Mohon tunggu...
riap windhu
riap windhu Mohon Tunggu... Sales - Perempuan yang suka membaca dan menulis

Menulis untuk kebaikan

Selanjutnya

Tutup

Ramadan Pilihan

Untukmu Kampung Halaman, Sebuah Perjalanan yang Belum Pernah Tuntas

30 April 2023   23:50 Diperbarui: 30 April 2023   23:50 1290
+
Laporkan Konten
Laporkan Akun
Kompasiana adalah platform blog. Konten ini menjadi tanggung jawab bloger dan tidak mewakili pandangan redaksi Kompas.
Lihat foto
Suasana mudik (dok.windhu)

Kata Ibu, keberanian melangkah pergi dari tempat tinggal akan membuka wawasan dan menebalkan kepekaan. Meski kadang terselip rindu, suatu saat akan ada jalan pulang setelah keseharian mengantar sampai pada hidup yang lebih baik dari sebelumnya.   
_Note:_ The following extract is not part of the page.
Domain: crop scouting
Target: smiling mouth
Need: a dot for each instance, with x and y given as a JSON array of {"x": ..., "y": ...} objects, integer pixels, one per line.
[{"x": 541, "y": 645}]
Tahukah kamu, saat melihat dari balik kaca jendela kereta yang ditumpangi saat terakhir pulang, tiba-tiba terselip rasa, sampai berapa lama hal ini akan berlangsung. Ketika tetua yang semakin sepuh satu demi satu berpulang, akankah tradisi ini akan tetap berlangsung?

Kelebat hiruk pikuk mudik, kehebohan persiapan, dan upaya hemat menabung yang merupakan rangkaian untuk berjumpa dengan mereka yang sudah lama tak bertemu di kampung pada beberapa tahun silam, kini masih terasa.

Rasa lelah membawa oleh-oleh dalam tas dan kardus dari jarak jauh, berhimpitan naik kereta dari era masih berebut tiket berdiri sampai bisa dipesan melalui aplikasi pada ponsel, semua itu hanya menjadi sebuah cerita. Tetap, pada ujungnya terbayarkan dengan sebuah pertemuan pelepas rindu atas nama keluarga besar.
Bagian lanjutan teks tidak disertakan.